In any event – and this is absolutely crucial to the general madness now gripping Britain about the war in Iraq -- the idea that the case for war rested on the belief that Saddam possessed stocks of WMD is a rewriting of history. WMD was only part of the story; if people like the current Defence Secretary Bob Ainsworth thought that was the key element, that merely shows just how dumb some MPs are. The case for war was set out by the speeches made at the time by both Bush and Blair. Their overwhelming emphasis was on Saddam’s refusal to obey the binding UN resolutions showing he had dismantled his WMD programmes and the need to enforce the authority of the UN; Saddam’s concomitant failure to prove that he had destroyed his stocks of WMD and renounced his intention to continue developing such weapons; and the unconscionable danger posed by the ‘triple lock’ of his attachment to such weapons and past record in using them, his regional ambitions and hostility towards the west, and his connections to terrorism.

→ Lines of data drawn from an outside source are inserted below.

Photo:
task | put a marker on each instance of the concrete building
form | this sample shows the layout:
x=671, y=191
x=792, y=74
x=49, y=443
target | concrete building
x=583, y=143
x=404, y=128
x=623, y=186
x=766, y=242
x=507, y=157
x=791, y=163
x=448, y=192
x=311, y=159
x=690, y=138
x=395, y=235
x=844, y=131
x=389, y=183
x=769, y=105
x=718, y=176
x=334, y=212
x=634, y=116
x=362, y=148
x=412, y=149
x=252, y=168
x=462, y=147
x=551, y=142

  • From the advance reports of Blair’s TV interview over the weekend, the claim that he would have invaded Iraq even if he had known that Saddam did not possess WMD explodes the whole case for war and comes close to an admission that he ‘went to war on a lie’.

Wrong. Blair said specifically in that interview he would have invaded anyway because of the 12 years in which Saddam defied the UN resolutions to disarm -- the core of the legal case for war. And he indicated there were other reasons for thinking Saddam was dangerous -- which he didn’t amplify on this occasion, but did in spades in the run-up to the war.

The terrifying thing about such media misrepresentation is that people have not only come to believe the lies but because this is a uniform media line they have no idea that this is the very opposite of much of what is actually being said to the Chilcot inquiry. So the belief that Blair lied in order to wage an illegal war is now fixed in the public mind. Hence the tirade this morning by the former Director of Public Prosecutions Ken Macdonald, who before he was a Law Officer was a barrister in the ultra radical Matrix chambers and who has previously expressed boiler-plate anti-Iraq war views. In the Times this morning, he raged:

The degree of deceit involved in our decision to go to war on Iraq becomes steadily clearer.

On the contrary: the deceit is being promulgated by the media. We were not taken to war on a lie. We are instead being lied to about that war – and about the evidence being given about that war -- as history is steadily and shamefully rewritten, even as it is being made.